Published April 23, 2022

Northern Celebrations: A big catch   

Written by
Jonathan Starr
| The Dakotan
The open mouth of a small muskie reveals its razor-sharp teeth. [Photo: Jason Lee, North Dakota Game and Fish Department]
The open mouth of a small muskie reveals its razor-sharp teeth. [Photo: Jason Lee, North Dakota Game and Fish Department]

It’s not every day an angler lands a 48-inch freshwater fish and has to release because it’s too small.

Yes, you read that right – it’s too small.

When it comes to catching a muskellunge (muskie) in North Dakota, though, that’s exactly what happens – N.D. Game and Fish Department fishing regulations require anglers to release any muskie less than 48 inches in length.

There is a distinctly good reason for the regulation: “We’re basically managing it as a trophy species,” explained Game and Fish Department North-Central District Fisheries Supervisor Jason Lee.

Muskies aren’t in all that many lakes in the state. While they’re native to some northern regions, they’re not native to North Dakota, unlike a similar species, northern pike, which is native to the Peace Garden State.

They – muskie – need larger water bodies and suitable habitat, continued Lee. “They don’t tolerate real warm water temperatures and go to deeper, cooler water in late summer,” he added.

Plus muskies prefer a variety of fish species for suitable forage.

Lake Audubon is one such lake fitting that criteria, especially when it comes to the forage aspect. Audubon has ciscoes, a fish that is great as a meal for walleye and other predator species when they’re young and small.

However, when ciscoes are more than a couple of years old they’re typically too big for a walleye to feed on.

But they’re not too big for pike or muskies, whose large mouths and razor-sharp teeth can easily engulf even a larger cisco. In a way, muskie and pike help manage Audubon’s cisco population.

The Game and Fish Department stocks mostly tiger muskie in Lake Audubon, a hybrid cross between a male northern pike and female muskie. As a hybrid, they don’t reproduce as pure muskies would. That’s one reason the Game and Fish Department stocks tiger muskies in appropriate lakes – it controls their population so muskie don’t become a dominant species, population-wise.

Like fishing for trout or salmon in North Dakota, essentially muskies are a put-and-take fishing opportunity for anyone seeking a unique experience, Lee added.

Lake Audubon has been stocked with about 2,000 to 4,000 muskies annually in recent years.

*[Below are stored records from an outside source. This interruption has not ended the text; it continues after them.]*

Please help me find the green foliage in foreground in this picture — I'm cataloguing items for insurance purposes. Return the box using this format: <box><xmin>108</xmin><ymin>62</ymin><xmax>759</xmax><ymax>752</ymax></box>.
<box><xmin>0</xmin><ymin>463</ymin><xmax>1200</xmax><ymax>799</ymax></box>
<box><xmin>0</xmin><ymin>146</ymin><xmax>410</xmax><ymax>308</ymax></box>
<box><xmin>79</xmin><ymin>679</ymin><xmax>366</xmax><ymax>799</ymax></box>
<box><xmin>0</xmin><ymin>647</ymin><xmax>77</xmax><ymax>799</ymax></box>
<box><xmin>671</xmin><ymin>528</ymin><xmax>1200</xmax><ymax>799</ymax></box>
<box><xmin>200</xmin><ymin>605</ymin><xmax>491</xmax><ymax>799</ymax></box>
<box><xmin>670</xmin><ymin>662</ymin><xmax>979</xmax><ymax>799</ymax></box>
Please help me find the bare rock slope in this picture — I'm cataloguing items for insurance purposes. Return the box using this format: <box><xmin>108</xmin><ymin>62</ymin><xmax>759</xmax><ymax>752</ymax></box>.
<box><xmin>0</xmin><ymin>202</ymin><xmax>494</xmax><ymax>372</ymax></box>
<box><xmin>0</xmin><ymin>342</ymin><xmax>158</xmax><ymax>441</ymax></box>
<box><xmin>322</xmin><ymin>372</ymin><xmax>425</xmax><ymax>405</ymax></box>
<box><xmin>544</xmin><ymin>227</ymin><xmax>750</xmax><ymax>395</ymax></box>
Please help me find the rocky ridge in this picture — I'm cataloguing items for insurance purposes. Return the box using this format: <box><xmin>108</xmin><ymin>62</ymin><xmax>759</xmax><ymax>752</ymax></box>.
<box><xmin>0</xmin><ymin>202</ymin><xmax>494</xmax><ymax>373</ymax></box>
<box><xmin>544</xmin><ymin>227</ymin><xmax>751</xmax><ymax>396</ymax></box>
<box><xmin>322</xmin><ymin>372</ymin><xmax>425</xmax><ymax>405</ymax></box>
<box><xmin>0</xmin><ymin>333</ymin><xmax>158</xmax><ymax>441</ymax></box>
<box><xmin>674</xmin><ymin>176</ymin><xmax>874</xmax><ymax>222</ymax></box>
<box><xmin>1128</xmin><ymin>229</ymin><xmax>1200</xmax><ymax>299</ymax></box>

While walleye aren’t stocked annually in Lake Audubon, the number of muskies stocked in Audubon in 2022 pales in comparison to the 300,000 walleye fingerlings fisheries biologists plan to stock in it this year.

Tiger muskies are also stocked in the “Chain of Lakes” – the interconnecting lakes on the McClusky Canal, including East Park, West Park, New Johns, and Heckers lakes. As a system they’re all large enough to support muskie.     

While none of those lakes typically have ciscoes for forage, muskies also feed on species such as native white suckers and common carp (a non-native, invasive carp found in the system).

Fishing for muskies usually entails an outing anytime from spring ice-out through summer until they may go deep to beat the warm water. Then trying fishing for them again in the fall. It also usually entails heavy line and casting large artificial bait. “They’ll hang out on the edge of the vegetation and then they’ll wait for something to swim by (to eat),” Lee described.

That’s what they usually do.

But as with many things, muskies can mix up their habits, even swimming near the water’s surface on warm spring days.

Or they may decide to take the bait when casting lightweight line and a small presentation in search of smallmouth bass.

Just ask Lee what it’s like to catch a muskie on a smallie presentation: “You talk about a battle,” he described.

Jason Lee, N.D. Game and Fish Department North-Central District Fisheries Manager from Underwood, with a 45-inch muskie he caught on Lake Audubon shortly before releasing it back into the lake. [Photo: Jason Lee, North Dakota Game and Fish Department]

They don’t like to give up easily and Lee’s catch put up a fight. “And they’ll jump out of the water, too.” With the help of his daughter, they landed the muskie, which measured about 45 inches, took a quick photo, and released it back into the water. “It was a memorable experience.”

Northern pike and muskie are members of the pike family, the only two pike species in North Dakota. The Game and Fish Department website, (gf.nd.gov/wildlife/id/fish) has descriptions to help anglers differentiate between the two, which is especially important given the muskie length minimum.

A notable difference is muskie have dark vertical bars on their sides compared to a pike’s light horizontal spots.

Reprinted courtesy of The Northern Sentry.